Dragonfly vs Hostaleaf
Both from Behr's palette. Both sit in the blue-grey family, which is useful context if you're narrowing within a single hue direction. Dragonfly (LRV 26) reflects noticeably more light than Hostaleaf (LRV 9), a difference of 17 points that becomes especially apparent in rooms with limited natural light. Dragonfly runs blue while Hostaleaf is decidedly green and blue, which means they'll respond very differently to warm vs cool light sources. With a ΔE of NaN, the contrast is hard to miss. These aren't variations on a theme — they're two different answers to the same question. Below you'll find 1 real-room photo comparison where both colors appear side by side, plus 5 simulated room previews.

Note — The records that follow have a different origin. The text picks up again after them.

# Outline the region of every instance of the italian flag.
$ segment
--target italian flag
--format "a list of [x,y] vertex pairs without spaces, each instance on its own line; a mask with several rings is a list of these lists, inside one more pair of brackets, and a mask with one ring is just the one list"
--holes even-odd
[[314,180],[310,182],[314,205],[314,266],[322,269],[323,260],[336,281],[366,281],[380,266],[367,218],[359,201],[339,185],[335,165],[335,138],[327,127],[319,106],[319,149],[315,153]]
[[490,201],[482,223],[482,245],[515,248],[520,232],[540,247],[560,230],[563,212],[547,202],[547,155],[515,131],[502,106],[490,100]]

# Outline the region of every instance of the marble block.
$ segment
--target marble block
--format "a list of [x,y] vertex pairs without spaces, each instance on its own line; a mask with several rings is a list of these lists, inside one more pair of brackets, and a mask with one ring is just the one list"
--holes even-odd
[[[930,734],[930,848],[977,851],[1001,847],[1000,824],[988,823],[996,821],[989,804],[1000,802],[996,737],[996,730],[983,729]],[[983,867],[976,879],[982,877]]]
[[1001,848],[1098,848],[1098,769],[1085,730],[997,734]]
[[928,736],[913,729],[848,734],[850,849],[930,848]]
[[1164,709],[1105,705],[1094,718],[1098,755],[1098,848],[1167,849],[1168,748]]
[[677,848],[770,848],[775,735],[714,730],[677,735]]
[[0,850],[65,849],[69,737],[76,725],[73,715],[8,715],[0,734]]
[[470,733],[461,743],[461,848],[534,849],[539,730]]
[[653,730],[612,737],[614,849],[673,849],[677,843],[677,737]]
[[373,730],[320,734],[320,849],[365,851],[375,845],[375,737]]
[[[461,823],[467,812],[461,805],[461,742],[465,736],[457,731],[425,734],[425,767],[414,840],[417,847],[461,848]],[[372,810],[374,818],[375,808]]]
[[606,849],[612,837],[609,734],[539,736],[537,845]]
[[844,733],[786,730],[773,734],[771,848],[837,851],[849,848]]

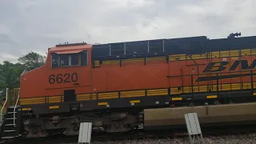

Dragonfly vs Hostaleaf in Real Spaces
1 real room side by side. Seeing Dragonfly and Hostaleaf in actual rooms makes the difference concrete; browse the spaces below to get a feel for how each color lives on a wall.
Color Details
Dragonfly vs Hostaleaf Simulated Comparison
5 simulated room previews — drag the slider on each to see Dragonfly on one side and Hostaleaf on the other.
Digital color is approximate. These simulations are generated from the manufacturer's hex values and overlaid on grayscale room photos — your screen's calibration, brightness, and viewing angle all affect how they render. Before committing to either color, test physical samples in your own space under the light you actually live with.
More Dragonfly comparisons
See how Dragonfly stacks up against other well-photographed colors across different brands and tones.